Replacing the Fuel Filter on a 1981 BMW 320i
(Despite the Ziebart anti-rust coating)

Fuel filter below axle:

Parts required :

  • Obtain proper replacement filter; Purolator makes most of them, and the various car manufacturers just add their labels
  • Ensure new copper crush washers come with the filter (or see below*)

Tools required:

  • 19mm box end wrench (open end is OK, but not as good) – for the bolts holding the fuel lines onto the filter
  • 22mm open end wrench that is fairly thin (or a thin 7/8 inch open end) – for holding the filter's integral (built-in) threaded nut in order to counteract the torque you will have to apply to the bolts when removing and installing them
  • Common screw driver, or better yet, a 6 mm box end wrench for removing the clamp that holds the filter to its bracket
  • Potentially some Armour All – to remove the large rubber band from around the old filter – so that it can be put onto the new one

Preparations:

  • Set up in a clean workspace (outside is OK, but there's a risk of contaminating the ground with gas, and contaminating the new filter with dirt)
  • Use a pit or car ramps if available, or a hoist if possible.  Jacking up the right rear of the car will work if necessary. A dolly to lie on and roll in and out under the car is nice to have.  [Above is a shot of a Ziebart coated fuel filter and the right rear drive axle - as viewed from the rear.]
  • Use goggles to protect your eyes – the gas can spray a ways out initially, and dress down (grubs)
  • Use rubber gloves if available
  • Have a container to catch about a quarter litre of gas (about one pint max) that will flow from the lines and the filter (good luck!)
  • Have some rags available to let the gas dribble onto so it doesn't splash off the floor – if that's what you're working on

Procedure used:

  • You will be 'operating' under the right rear axle of the car
  • Disconnect the negative terminal from the battery .  Any sparking source may ruin your day (car, garage, house, etc.)  This includes other vehicles that may have to leave the garage before you're finished

Removal.  With the container in place to catch the gas, and rags to catch what might miss the bucket, start by slowly removing the left side/driver's side (out flow) bolt. 

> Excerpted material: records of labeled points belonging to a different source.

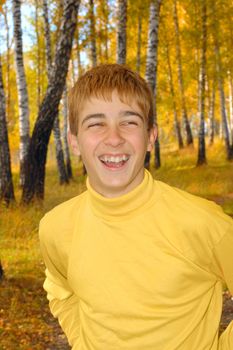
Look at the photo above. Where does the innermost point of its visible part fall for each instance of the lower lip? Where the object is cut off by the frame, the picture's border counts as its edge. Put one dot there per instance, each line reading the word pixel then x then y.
pixel 115 166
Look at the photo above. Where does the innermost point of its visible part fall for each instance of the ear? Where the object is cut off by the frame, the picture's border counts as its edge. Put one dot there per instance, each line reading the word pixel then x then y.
pixel 73 142
pixel 153 133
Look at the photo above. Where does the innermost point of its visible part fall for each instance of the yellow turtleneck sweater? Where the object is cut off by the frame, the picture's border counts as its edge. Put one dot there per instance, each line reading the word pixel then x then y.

  • Nice and easy does it!  Don't be in a rush to remove the bolts from either end of the filter, let the gas that will leak out do so slowly – keep it a controlled leak! * Unless you have new copper crush washers, catch the old one as each bolt comes out – before you lose it into the gas or onto the ground
  • Next remove the right side/passenger's side (in flow from fuel pump) bolt.  It has the metal tubing which you must AVOID BENDING!  Use the larger wrench on the filter's integral threaded nut in order to counteract the torque. Try to keep its orientation during the whole removal/installation process – that will help to get a good fit right off the bat
  • Finally, loosen off the clamp that holds the filter onto its bracket, and slip the filter out toward the floating fuel line (toward the driver's side of the car).  [The resulting 'gap' is shown above - two fuel fittings and partly hidden, a bracket and clamp.]
  • Installation.  After you remove and clean up the rubber band from the old filter (using Armour All if necessary to get it off), slip it onto the new filter in about the same place.  Put the plastic plugs that came on the new filter onto the threaded nuts of the old filter - to  prevent more gas from leaking out.
  • Slide the new filter into its clamp from the left (driver's side) – ensure that the end marked Auslauf / Out and the arrow on the filter are pointing to the left (driver's side).
  • Attach the right side/passenger's side (in flow from fuel pump) bolt first, but ensure that you have a copper crush washer between the fuel line fitting and the new filter [see next photo].  Just snug it up for now - it will be tightened later.
  • Next attach the left side/driver's side (out flow) bolt through the floating fitting (with its crush washer in place).
  • Now tighten up the clamp to hold the filter (protected by the rubber band) onto its bracket
  • Finally, tighten up the fuel fitting bolts – about 20 ft-lbs should do it; and don't over do it.  Counteract the torque you apply with the open ended wrench holding the integral threaded nut on the filter.
  • Clean up, crank up, and know that it will take about three, 10 second long cranks to get fuel into the new filter and up the lines into the engine
  • Look for leaks right away (use a light if necessary), don't just look for drip marks on the floor/ground
  • No leaks? You're done!

Tips from experience:

  • Be prepared!  Safety goggles, gloves, container to catch the gas, etc. will keep you out of harm's way
  • If the darn BMW dealer gives you a filter – not in a box, with only one plug on the end, and without the new copper crush washers, ask politely to speak to the manager
  • The whole procedure – baring any badly rusted bolts, should take about one hour
  • Ziebart is good, but add gas and it's sticky!